Oveia
- A topic map builder
The ontology extractor -- Oveia (more details in
\cite{Oveia04}) -- is based on ISO/IEC 13250
Topic Maps. Oveia extracts information fragments from
heterogeneous information systems according to
an XSDS specification and builds the topic map
according to an ontology specified in XS4TM
language.
The Oveia architecture is shown in figure below
and it is composed mainly of five components.
The dataset extractor receives an XSDS specification --
providing metadata about the \textit{physical data sources}
that will be used to query each source in order
to get the data needed for the ontology construction -- and generates
the intermediate representation (called
datasets) -- containing the data (in a unified representation)
extracted from resources. The XS4TM processor takes as
input these datasets and an XS4TM
specification generating a topic map, in an internal format.

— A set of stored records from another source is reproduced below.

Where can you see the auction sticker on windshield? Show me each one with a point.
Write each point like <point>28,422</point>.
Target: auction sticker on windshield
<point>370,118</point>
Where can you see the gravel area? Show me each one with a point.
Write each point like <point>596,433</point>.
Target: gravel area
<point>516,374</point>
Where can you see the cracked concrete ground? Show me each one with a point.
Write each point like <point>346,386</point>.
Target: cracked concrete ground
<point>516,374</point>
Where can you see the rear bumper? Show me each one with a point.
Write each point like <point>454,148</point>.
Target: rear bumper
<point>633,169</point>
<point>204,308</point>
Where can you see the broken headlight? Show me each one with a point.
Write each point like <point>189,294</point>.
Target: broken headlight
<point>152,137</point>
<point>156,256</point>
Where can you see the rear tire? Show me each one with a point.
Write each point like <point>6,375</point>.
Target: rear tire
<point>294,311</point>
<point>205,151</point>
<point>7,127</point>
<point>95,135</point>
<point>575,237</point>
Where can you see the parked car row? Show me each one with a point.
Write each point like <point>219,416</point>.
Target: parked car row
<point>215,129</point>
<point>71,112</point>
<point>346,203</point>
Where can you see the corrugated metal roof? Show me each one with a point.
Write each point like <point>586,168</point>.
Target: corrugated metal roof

An output generator stores the topic map
in an OntologyDB or in an XTM file.
The following subsections describe this architecture in detail.

XSDS -- XML Specification for DataSources
Oveia supports the concept of extraction drivers. A
driver extracts data from a data source and
store it in an intermediary representation, called datasets.

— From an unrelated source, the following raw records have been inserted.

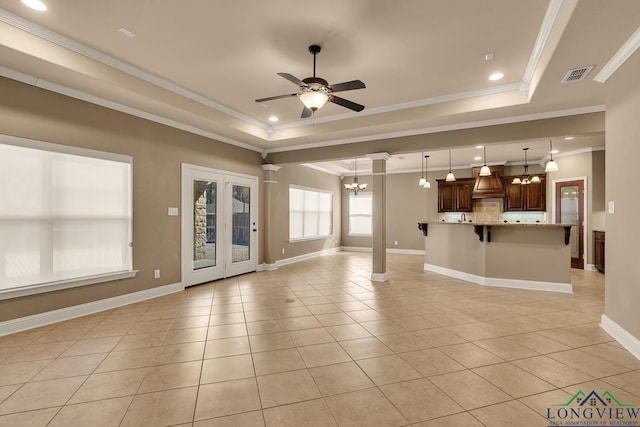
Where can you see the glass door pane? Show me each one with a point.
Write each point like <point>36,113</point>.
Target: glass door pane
<point>204,224</point>
<point>241,223</point>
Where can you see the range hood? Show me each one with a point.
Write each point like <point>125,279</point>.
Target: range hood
<point>488,187</point>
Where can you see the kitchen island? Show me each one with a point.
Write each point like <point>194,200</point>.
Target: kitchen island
<point>516,255</point>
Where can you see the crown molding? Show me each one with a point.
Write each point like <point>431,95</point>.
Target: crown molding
<point>620,57</point>
<point>437,129</point>
<point>82,49</point>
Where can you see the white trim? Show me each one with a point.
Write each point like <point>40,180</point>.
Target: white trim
<point>29,322</point>
<point>499,282</point>
<point>379,156</point>
<point>446,128</point>
<point>389,250</point>
<point>585,203</point>
<point>548,22</point>
<point>620,57</point>
<point>512,87</point>
<point>590,267</point>
<point>621,335</point>
<point>96,55</point>
<point>321,169</point>
<point>406,251</point>
<point>379,277</point>
<point>266,267</point>
<point>64,284</point>
<point>305,257</point>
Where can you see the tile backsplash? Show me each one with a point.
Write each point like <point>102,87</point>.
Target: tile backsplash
<point>486,210</point>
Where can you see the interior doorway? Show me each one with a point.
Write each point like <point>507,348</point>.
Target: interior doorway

XSDS language defines the transformations and
filters over the data sources. XSDS gives precise information
about each data source that should be scanned to extract topics
and associations.
An XSDS specification has two parts: datasources and
datasets. The first one defines the path to
the physical resources. Each resource is defined in a
<datasource> element. This element has a set of
attributes that indicate which extractor driver
will be used and the necessary parameters, because each driver has its
own attributes. The second part of this
specification is defined in a <datasets> element.
It declares which data (record fields or DTD elements) must be
extracted from each datasource. Each
datasource can be used to declare several datasets.

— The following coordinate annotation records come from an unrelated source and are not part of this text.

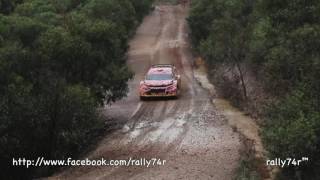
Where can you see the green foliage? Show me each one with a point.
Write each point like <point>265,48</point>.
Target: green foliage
<point>59,61</point>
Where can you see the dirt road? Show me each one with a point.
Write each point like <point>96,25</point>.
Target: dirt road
<point>189,133</point>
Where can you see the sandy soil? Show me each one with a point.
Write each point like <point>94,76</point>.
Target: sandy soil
<point>189,133</point>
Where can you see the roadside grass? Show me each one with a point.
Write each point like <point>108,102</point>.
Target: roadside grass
<point>247,171</point>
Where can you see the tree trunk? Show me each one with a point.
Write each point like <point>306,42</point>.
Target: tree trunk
<point>244,88</point>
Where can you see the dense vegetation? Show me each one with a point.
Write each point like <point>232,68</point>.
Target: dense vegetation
<point>59,61</point>
<point>280,40</point>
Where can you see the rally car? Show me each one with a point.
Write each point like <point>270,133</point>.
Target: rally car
<point>161,80</point>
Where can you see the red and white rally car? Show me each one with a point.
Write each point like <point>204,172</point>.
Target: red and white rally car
<point>162,80</point>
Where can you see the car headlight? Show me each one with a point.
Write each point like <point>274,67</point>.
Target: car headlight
<point>144,87</point>
<point>171,88</point>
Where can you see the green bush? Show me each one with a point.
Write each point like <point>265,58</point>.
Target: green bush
<point>59,61</point>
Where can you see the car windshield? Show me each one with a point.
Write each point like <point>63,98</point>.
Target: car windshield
<point>159,77</point>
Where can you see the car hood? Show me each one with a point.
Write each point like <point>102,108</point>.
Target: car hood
<point>158,82</point>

Datasets: Intermediate Representation
The datasets compose the intermediate representation that
contains the extracted data from the resources.
Each dataset has a relation to an entity in these resources and
it is represented through a table, where each
line is a record following the structure specified in
XSDS. The datasets representation guarantees that
Oveia sees an uniform data structure
that represents all the participating resources.
The dataset declaration is composed by a query to extract the
data from resources. Each dataset has an
unique identifier. This identifier will be used throughout the
architecture to reference a particular dataset.
The fundamental idea is that all objects have labels that describe
their meaning. For instance, the following
object represents a member's category: <1, PhD>, where the
string 1 is a identifier of this
category, and PhD is a human-readable label. The datasets are
very simple, while providing the expressive
power and flexibility needed for integrating information
from disparate sources.
Dataset Extractor
The Dataset Extractor is a processor that reads the input files
and parses them to get desired data into the
datasets, in agreement with an XSDS specification.
The Dataset Extractor is composed of several extraction drivers
(at moment, two), each one responsible for
handling specific type of source. The driver uses the appropriated
mechanisms to make the connection (e.g. JDBC --
Java DataBase Connectivity -- for databases, and an
XML parser for annotated documents), and then the extraction
data is performed in the query language
adequate to the type of source in use: SQL will be used to extract
information from a relational database while
XPath will be used for the extraction in XML documents. Finally, the
data extracted is stored in the datasets.
At this moment, two extractor drivers were developed: to connect with
databases; and to deal with XML documents. The
implementation of new extraction drivers for other kind of resources
will happen in a demand driven way.
XS4TM -- XML Specification for Topic Maps
XS4TM is a domain specific language conceived to specify the process
of ontology extraction from information systems;
in our case, from the dataset.
Looking at a topic map an ontology designer can think of it as having
two distinct parts: an ontology and an object
catalog (instances). The ontology is defined by topic types,
association types, occurrence role types, etc.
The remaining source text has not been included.